Saatnya kembali ke rumah, Om Yanuar dan Mas Rudi mengajak kami turun bersama. Alhamdulillah, merasakan saat menuju Bumi Tratasan Punthuk Doro perlu effort besar dan mendebarkan, tentunya saat turun kami butuh support mental maupun fisik jika kendaraan teman perjalanan kami rewel.
Turun dari area camping, perjalanan berlanjut turun ke arah Plaosan. Perlahan ayah mengemudikan mobil, tapi meski tanpa gas, mobil meluncur seperti anak panah lepas dari busurnya, padahal di kanan kiri adalah teras siring tanpa pagar.
"Pelan-pelan, Mas!" Aku memperingatkan suami yang menginjak rem pelan, dan lepas. Rem, lepas. Rem, lepas. Rem, lepas. Begitu yang diajarkan Om Januar dan Pak Haji Deni untuk menyiasati mesin matic saat jalan menurun.
Sedikit ngeri dan tegang, padahal views di kanan kiri jalan begitu indah. Bagi pengemudi mungkin terpaksa melewatkan keindahan alam yang menakjubkan.

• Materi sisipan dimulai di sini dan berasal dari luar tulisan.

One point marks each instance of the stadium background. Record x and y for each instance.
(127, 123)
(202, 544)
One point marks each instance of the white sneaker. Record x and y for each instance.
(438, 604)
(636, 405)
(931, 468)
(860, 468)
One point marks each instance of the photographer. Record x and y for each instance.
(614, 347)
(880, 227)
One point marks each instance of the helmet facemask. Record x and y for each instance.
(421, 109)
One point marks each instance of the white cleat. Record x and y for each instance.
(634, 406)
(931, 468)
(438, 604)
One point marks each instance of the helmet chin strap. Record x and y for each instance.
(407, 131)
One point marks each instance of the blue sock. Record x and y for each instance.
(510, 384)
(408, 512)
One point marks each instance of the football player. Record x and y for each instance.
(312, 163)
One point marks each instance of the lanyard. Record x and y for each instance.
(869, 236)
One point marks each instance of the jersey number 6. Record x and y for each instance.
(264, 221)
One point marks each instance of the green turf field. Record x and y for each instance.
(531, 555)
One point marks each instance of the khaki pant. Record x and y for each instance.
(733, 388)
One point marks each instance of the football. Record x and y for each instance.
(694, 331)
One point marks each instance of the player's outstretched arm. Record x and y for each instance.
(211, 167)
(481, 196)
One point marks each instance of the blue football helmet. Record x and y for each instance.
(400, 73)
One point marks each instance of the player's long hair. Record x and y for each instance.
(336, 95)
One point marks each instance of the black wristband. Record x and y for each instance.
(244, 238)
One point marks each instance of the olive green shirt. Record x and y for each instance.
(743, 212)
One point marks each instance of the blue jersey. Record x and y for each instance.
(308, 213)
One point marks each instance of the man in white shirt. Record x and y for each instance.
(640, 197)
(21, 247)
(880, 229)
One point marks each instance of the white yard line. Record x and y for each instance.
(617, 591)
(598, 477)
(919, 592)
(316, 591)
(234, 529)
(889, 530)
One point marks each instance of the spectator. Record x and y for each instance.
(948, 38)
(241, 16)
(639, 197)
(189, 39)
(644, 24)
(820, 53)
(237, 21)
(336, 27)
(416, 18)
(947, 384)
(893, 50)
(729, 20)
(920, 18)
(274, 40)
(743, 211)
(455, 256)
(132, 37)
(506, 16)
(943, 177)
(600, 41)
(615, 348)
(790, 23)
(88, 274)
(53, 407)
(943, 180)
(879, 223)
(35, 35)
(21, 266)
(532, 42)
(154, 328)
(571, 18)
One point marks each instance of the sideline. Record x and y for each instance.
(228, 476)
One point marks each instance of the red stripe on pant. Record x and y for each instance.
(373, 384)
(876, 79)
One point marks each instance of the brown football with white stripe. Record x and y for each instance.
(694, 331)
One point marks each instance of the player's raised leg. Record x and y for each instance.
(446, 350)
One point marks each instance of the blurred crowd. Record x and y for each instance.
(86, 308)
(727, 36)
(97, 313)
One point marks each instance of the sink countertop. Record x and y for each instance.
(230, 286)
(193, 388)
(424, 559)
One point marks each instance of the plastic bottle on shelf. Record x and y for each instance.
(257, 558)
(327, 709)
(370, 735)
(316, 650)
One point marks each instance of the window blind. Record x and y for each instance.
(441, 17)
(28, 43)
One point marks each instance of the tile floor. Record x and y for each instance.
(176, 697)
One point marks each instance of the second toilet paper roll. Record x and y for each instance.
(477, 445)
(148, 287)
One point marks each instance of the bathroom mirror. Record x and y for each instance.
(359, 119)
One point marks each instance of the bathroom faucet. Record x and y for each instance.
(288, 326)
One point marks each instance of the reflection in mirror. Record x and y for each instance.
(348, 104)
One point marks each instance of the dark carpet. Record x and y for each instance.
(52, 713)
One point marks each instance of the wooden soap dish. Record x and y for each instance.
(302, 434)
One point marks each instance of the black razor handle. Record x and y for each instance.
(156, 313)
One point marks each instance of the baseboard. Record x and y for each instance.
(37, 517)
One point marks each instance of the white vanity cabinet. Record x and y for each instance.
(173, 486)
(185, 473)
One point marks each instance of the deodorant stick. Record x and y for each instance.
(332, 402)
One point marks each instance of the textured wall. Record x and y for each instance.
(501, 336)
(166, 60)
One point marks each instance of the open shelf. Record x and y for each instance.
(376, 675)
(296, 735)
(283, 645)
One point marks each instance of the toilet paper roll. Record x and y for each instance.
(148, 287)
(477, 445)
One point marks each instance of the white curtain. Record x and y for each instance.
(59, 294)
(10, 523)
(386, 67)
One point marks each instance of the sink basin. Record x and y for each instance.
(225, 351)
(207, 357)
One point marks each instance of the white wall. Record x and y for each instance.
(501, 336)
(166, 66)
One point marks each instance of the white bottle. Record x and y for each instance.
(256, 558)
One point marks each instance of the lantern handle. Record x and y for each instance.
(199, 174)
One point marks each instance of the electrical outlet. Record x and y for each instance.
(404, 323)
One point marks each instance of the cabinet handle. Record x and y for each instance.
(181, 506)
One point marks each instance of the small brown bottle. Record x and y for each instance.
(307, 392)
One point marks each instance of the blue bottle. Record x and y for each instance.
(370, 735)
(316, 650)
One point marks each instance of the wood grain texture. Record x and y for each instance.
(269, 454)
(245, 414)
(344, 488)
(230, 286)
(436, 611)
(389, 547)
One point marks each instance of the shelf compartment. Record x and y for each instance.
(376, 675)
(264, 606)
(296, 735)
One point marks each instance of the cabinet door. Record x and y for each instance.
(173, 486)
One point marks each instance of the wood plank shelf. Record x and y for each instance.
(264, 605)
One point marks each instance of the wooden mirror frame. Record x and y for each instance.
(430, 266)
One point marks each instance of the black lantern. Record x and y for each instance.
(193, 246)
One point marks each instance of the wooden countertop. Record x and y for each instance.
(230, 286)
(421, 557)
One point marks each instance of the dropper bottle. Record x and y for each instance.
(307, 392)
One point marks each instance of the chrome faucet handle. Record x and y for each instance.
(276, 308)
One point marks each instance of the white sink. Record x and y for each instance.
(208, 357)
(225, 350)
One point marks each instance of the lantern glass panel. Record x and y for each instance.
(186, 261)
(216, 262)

Beruntung saat turun mental suamiku sudah sedikit pulih. Mengemudi pelan setelah tadi sempat meluncur nyaris tanpa kendali, padahal kanan kiri sawah dan tanaman petani yang kontur tanahnya miring.

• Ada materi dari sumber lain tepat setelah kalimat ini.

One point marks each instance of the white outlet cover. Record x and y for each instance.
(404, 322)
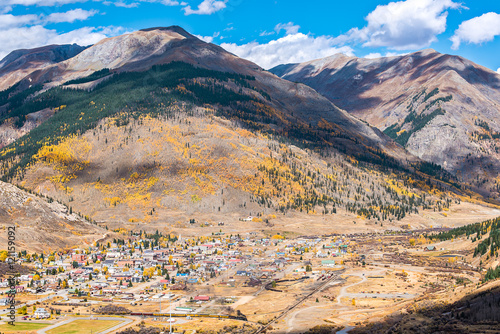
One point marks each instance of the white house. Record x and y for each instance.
(41, 313)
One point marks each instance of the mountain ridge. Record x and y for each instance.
(431, 103)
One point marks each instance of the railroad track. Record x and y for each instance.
(291, 307)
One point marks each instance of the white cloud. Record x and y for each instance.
(120, 3)
(5, 9)
(477, 30)
(373, 55)
(293, 48)
(404, 25)
(85, 36)
(289, 27)
(37, 35)
(207, 7)
(208, 39)
(265, 33)
(12, 21)
(40, 2)
(71, 16)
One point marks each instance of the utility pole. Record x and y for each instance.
(170, 308)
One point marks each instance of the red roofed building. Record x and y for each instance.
(202, 298)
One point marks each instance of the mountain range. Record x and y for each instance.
(444, 109)
(160, 126)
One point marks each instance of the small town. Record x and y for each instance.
(155, 279)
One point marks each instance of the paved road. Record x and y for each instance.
(125, 321)
(60, 293)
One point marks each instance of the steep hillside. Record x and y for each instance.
(442, 108)
(176, 128)
(190, 163)
(20, 63)
(42, 223)
(149, 60)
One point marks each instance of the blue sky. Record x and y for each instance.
(269, 32)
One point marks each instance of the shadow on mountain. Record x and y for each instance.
(472, 74)
(478, 313)
(346, 91)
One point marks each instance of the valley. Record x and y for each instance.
(153, 179)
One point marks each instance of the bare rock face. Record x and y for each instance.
(41, 223)
(140, 50)
(20, 63)
(444, 109)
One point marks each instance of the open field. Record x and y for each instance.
(22, 327)
(84, 327)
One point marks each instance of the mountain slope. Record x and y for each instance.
(288, 105)
(191, 129)
(41, 223)
(444, 109)
(20, 63)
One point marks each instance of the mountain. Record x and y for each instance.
(444, 109)
(20, 63)
(158, 126)
(298, 105)
(42, 223)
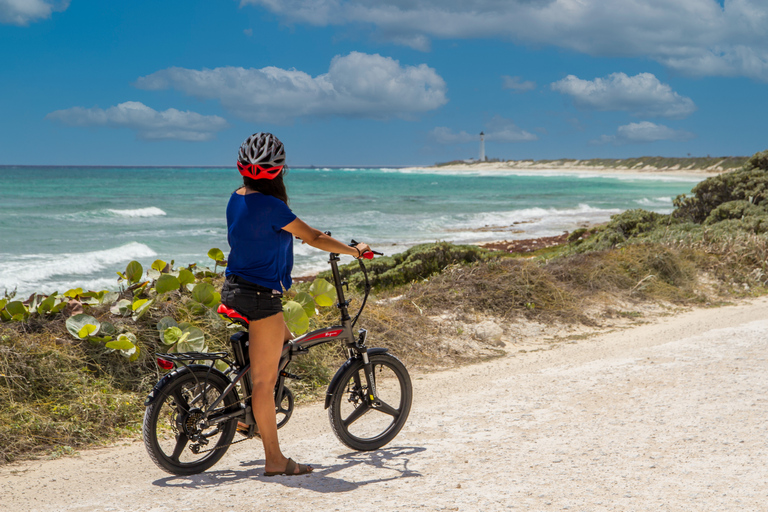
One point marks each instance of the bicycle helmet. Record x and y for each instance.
(261, 156)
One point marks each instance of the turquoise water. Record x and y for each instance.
(62, 227)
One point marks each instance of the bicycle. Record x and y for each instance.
(192, 413)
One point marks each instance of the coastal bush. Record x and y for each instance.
(418, 262)
(622, 227)
(749, 183)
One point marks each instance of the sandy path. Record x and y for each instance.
(669, 416)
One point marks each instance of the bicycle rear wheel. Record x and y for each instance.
(172, 436)
(360, 424)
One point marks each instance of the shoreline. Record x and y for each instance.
(573, 168)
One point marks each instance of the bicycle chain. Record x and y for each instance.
(226, 445)
(231, 442)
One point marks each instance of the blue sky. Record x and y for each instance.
(385, 82)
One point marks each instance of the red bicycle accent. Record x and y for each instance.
(326, 334)
(231, 314)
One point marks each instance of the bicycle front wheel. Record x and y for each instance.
(173, 435)
(360, 423)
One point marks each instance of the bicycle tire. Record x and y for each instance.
(372, 427)
(173, 415)
(284, 409)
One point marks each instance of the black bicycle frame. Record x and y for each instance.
(301, 345)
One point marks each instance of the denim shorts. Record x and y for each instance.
(251, 300)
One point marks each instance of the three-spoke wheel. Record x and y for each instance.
(363, 423)
(175, 435)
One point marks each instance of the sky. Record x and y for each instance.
(380, 82)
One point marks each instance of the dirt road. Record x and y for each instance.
(669, 416)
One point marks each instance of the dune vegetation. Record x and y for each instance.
(75, 367)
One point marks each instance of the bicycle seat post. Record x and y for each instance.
(343, 304)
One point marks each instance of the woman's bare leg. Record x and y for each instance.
(266, 344)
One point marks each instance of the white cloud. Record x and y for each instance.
(642, 132)
(356, 85)
(498, 129)
(444, 135)
(517, 84)
(700, 37)
(642, 94)
(148, 123)
(22, 12)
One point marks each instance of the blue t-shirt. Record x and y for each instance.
(261, 252)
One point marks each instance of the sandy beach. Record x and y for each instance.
(571, 167)
(669, 415)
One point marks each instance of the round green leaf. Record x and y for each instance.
(17, 308)
(215, 300)
(134, 354)
(121, 343)
(134, 271)
(193, 340)
(107, 328)
(110, 298)
(203, 293)
(87, 330)
(165, 323)
(159, 265)
(295, 317)
(171, 335)
(186, 277)
(47, 305)
(216, 255)
(323, 292)
(307, 302)
(121, 307)
(140, 307)
(138, 304)
(73, 293)
(167, 283)
(75, 324)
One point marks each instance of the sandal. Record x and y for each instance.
(290, 469)
(244, 428)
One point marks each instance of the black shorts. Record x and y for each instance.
(251, 300)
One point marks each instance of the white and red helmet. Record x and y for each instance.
(261, 156)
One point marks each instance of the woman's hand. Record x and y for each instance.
(362, 248)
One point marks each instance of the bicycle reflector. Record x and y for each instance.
(165, 365)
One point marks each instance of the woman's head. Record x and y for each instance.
(261, 162)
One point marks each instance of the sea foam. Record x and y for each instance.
(44, 272)
(151, 211)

Akhirnya mobil melaju stabil seperti biasanya meski harus pelan, sebab tepat di depan ada mobil dari camper juga yang berasal dari Kediri.
Sepertinya tadi jaraknya agak jauh, tapi sekarang jaraknya hanya beberapa meter dengan kondisi jalan yang terus menurun. Butuh fokus penuh untuk tetap jaga jarak dan dan menjaga laju kendaraan di saat turunan cukup ekstrem seperti ini.
Sampai di tikungan berbentuk U yang terus menurun dan berkelok, Aku sampai tahan nafas, karena di sinilah titik ekstrem jalur menuju Buper Tratasan. Dan di sinilah tadi sempat trouble.